La presencia de Sergio González Rodríguez en estos tiempos era esencial. Era capaz de pensar en las complejidades del mundo contemporáneo de manera profunda y crítica. Se caracterizaba por un espíritu autónomo, libre de prejuicios y moldes ideológicos. Pensaba por sí mismo, formulaba sus propias ideas y sus argumentos, algo que se echa de menos en muchos periodistas y columnistas predecibles. Fue un hombre de ideas dispuesto a encarar e interpretar prácticas, actitudes e ideologías que suponían un riesgo y una amenaza para la humanidad. Sus investigaciones bien conocidas sobre la violencia en México no son una mera concatenación morbosa de hechos perturbadores. Sergio trasladaba la crítica cultural, la teoría social y ciertas formas de comprender la filosofía, a la crónica periodística. Era capaz de construir horizontes de comprensión encaminados a analizar los fenómenos de manera detallada y en ocasiones ambiciosa.
Como ya se vislumbraba en Campo de Guerra y en sus columnas periodísticas, le preocupaba, lo que él mismo denominaba, inspirado en Giorgio Agamben, el “ultracapitalismo de los dispositivos, las redes comunicativas y los sistemas integrados”. Nuestras más recientes conversaciones giraban en torno a la revolución tecnológica y sus repercusiones en la vida cotidiana. Coincidíamos en que los cambios tecnológicos plantean enormes dilemas éticos que apenas unos cuantos críticos y analistas empiezan a vislumbrar.
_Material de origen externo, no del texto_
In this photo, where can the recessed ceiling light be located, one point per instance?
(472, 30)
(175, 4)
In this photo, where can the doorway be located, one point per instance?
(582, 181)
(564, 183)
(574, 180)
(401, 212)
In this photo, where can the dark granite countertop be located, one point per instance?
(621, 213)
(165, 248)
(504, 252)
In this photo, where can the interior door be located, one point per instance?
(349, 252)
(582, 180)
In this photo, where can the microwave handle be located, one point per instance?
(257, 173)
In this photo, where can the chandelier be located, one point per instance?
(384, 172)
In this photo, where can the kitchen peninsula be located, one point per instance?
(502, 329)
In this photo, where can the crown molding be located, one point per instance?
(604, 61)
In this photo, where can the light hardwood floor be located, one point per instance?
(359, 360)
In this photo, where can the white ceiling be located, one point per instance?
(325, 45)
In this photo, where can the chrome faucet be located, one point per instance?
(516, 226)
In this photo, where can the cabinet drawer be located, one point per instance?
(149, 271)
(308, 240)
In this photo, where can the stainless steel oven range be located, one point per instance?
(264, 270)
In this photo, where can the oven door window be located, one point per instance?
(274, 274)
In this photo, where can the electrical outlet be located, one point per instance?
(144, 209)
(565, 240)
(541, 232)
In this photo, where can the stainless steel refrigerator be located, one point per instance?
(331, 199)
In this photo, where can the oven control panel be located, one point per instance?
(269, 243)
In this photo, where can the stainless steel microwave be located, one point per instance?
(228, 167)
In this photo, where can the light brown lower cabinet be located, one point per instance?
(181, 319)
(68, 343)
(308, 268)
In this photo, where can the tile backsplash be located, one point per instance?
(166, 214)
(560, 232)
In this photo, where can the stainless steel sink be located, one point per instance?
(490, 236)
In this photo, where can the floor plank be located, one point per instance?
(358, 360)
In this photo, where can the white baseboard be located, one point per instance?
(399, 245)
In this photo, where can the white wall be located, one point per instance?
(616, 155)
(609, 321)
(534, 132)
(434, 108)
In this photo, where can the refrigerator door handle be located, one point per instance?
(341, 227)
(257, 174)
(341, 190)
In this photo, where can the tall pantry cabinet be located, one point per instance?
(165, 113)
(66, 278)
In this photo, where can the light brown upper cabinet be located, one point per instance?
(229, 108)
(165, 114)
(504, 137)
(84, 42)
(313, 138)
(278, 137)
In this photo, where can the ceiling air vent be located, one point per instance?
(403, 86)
Sostenía que la maximización de la economía, la expansión de las plataformas militares, la hegemonía mundial de las corporaciones y los intentos de homogeneización cultural, habían deteriorado desde hacía tiempo a la sociedad. Veía con claridad que los abusos actuales de la ciencia aplicada y la tecnología modifican nuestra forma de entender y valorar a los seres humanos: las personas somos unidades de un sistema (quizá de un entramado de sistemas) capaz de devorarnos a través de máquinas y dispositivos. Le inquietaba sobremanera el transhumanismo, la adopción de un horizonte post–humano en el que la biotecnología, la biomedicina, la nanotecnología, la informática y la inteligencia artificial terminarían degradando y aniquilando a los seres humanos. Parecería ciencia ficción si no fuera porque todo esto es cierto.
En nuestra última conversación le recomendé el libro Technology versus Humanity de Gerhard Leonard. Sergio había redactado un libro sobre ese tema, que fungiría como su tesis doctoral en Historia del Pensamiento. Pocos días después, en un nuevo prólogo para la tesis, había incorporado las reflexiones de Leonard. Sostiene en esa adenda que resulta decisivo alertar ante las amenazas que gravitan sobre el humanismo, de los riesgos enormes que corre la libertad de las personas, sus vidas, y la cultura en general. La reducción del humanismo, según sus palabras, deriva en la barbarie, la ignorancia, la injusticia, la falta de compasión, lo inhumano. Creo, lamentablemente, que ése es nuestro presente. La mirada de Sergio era esencial en tiempos tan decadentes porque más allá de sus diagnósticos controversiales, intentaba articular una propuesta ética, un discurso que apuntaba hacia la revalorización del humanismo y el rescate de lo humano.
Había estado leyendo al teólogo jesuita del siglo XX Henri de Lubac, autor de El drama del humanismo ateo (1943). En Lubac, Sergio encontró la prefiguración de nuestros tiempos: un ateísmo orgánico dispuesto a fragmentar el mundo y desplazar la imagen de Dios a la ciencia aplicada. En varias ocasiones le escuché decir que el anti–teísmo propiciaba un entorno idóneo para el anti–humanismo. Evocando a Vittorio Possenti y a Jacques Maritain, Sergio sostenía que para recuperar el valor de lo humano había que “recuperar el legado del humanismo medieval y Renacentista para abrirlo al mundo moderno sin perder lo esencial, el humanismo que une lo trascendental y lo humano en cada persona”. Confieso que me intrigaba su interés en algunos teólogos y filósofos cristianos que quizá muchos hemos leído de manera prejuiciosa. Sergio nos hará mucha falta, no solo como un crítico cultural, sino como un verdadero amigo de quien se aprendía a leer, a escuchar, a conversar, a debatir, a comprender, a convivir y a escuchar rock.